32 ounces is too small, it would only be 0.25 gallons, and they need enough room to swim and grow in. Especially since male bettas are territorial. 
But if you find jars/cups that are bigger than that it would be fine. The pickle jars come in really big sizes, up to 2 gallons, that's good.
Also, in plastic cups you wouldn't be able to keep heaters in it or much room for plants and gravel. They could get bored.

I do think this is a good idea though, just find ones that are big enough. (At least 1.5 gallons, 2 - 2.5 is much better.)


----------



## Welsh (Apr 13, 2010)

What about those plastic goldfish bowls, you usually get them at fairs and carnivals etc, they are fairly cheap but are only 4 litres which is about.....1.5 gallons. These are the ones i'm talking about 

http://www.wilkinsonplus.com/Aquariums+Fish-Tanks/Wilko-Fish-Bowl-4ltr/invt/0080105

You could also use critter keepers and divide them. I've heard of people doing that before  

Also and I don't know if this would work but plastic drinks bottles. There are coke bottles that are bigger than average, I don't mean force the little fish through the neck of the bottle but you could cut the bottles in half and use them that way  just an idea, i don't know if the bottle would be sturdy enough though


----------



## weluvbettas (May 29, 2010)

the coke bottle is a good idea welsh  you could ask all your friends and family to keep all big plastic bottles


----------



## Welsh (Apr 13, 2010)

I think our fish were raised in plastic bottles lol, my sister and parents go through the stuff like its water so id have enough bottles to supply the street lol. 

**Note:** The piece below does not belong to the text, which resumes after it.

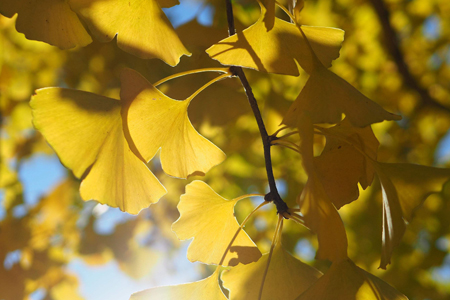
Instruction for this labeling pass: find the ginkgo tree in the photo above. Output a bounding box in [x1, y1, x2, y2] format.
[0, 0, 450, 300]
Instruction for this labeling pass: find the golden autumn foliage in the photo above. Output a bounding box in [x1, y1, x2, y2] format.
[0, 0, 450, 300]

Water bottles could work too, you know the massive ones you get with the handles, these ones lol 

http://www.google.co.uk/imgres?imgurl=http://www.plasticpackaging.com.au/images/spring-water-bottles.jpg&imgrefurl=http://www.plasticpackaging.com.au/plastic-design.html&usg=__ret7uG32lbYEI4iXYMRI09OHggU=&h=383&w=333&sz=25&hl=en&start=32&zoom=1&tbnid=shwBT-nTJcF-QM:&tbnh=151&tbnw=130&prev=/images%3Fq%3Dwater%2Bbottles%26um%3D1%26hl%3Den%26sa%3DN%26biw%3D1007%26bih%3D479%26tbs%3Disch:1&um=1&itbs=1&iact=rc&dur=327&ei=H3R6TO_sDaeR4gbLuP3NBg&oei=EXR6TPTuDcbm4gbWmd3rBQ&esq=4&page=4&ndsp=10&ved=1t:429,r:9,s:32&tx=78&ty=85


----------



## MrVampire181 (May 12, 2009)

BlueHaven said:


> 32 ounces is too small, it would only be 0.25 gallons, and they need enough room to swim and grow in. Especially since male bettas are territorial.
> But if you find jars/cups that are bigger than that it would be fine. The pickle jars come in really big sizes, up to 2 gallons, that's good.
> Also, in plastic cups you wouldn't be able to keep heaters in it or much room for plants and gravel. They could get bored.
> 
> I do think this is a good idea though, just find ones that are big enough. (At least 1.5 gallons, 2 - 2.5 is much better.)


 Well most breeders just have quart jars that are bare. The room with the fish would be warm enough to cover the heater problem and these are only temporary until they're sold. Plus they'll get to flare at other bettas.


----------



## MrVampire181 (May 12, 2009)

I used to cut the tops off of Fiji water bottles and used the for jars


----------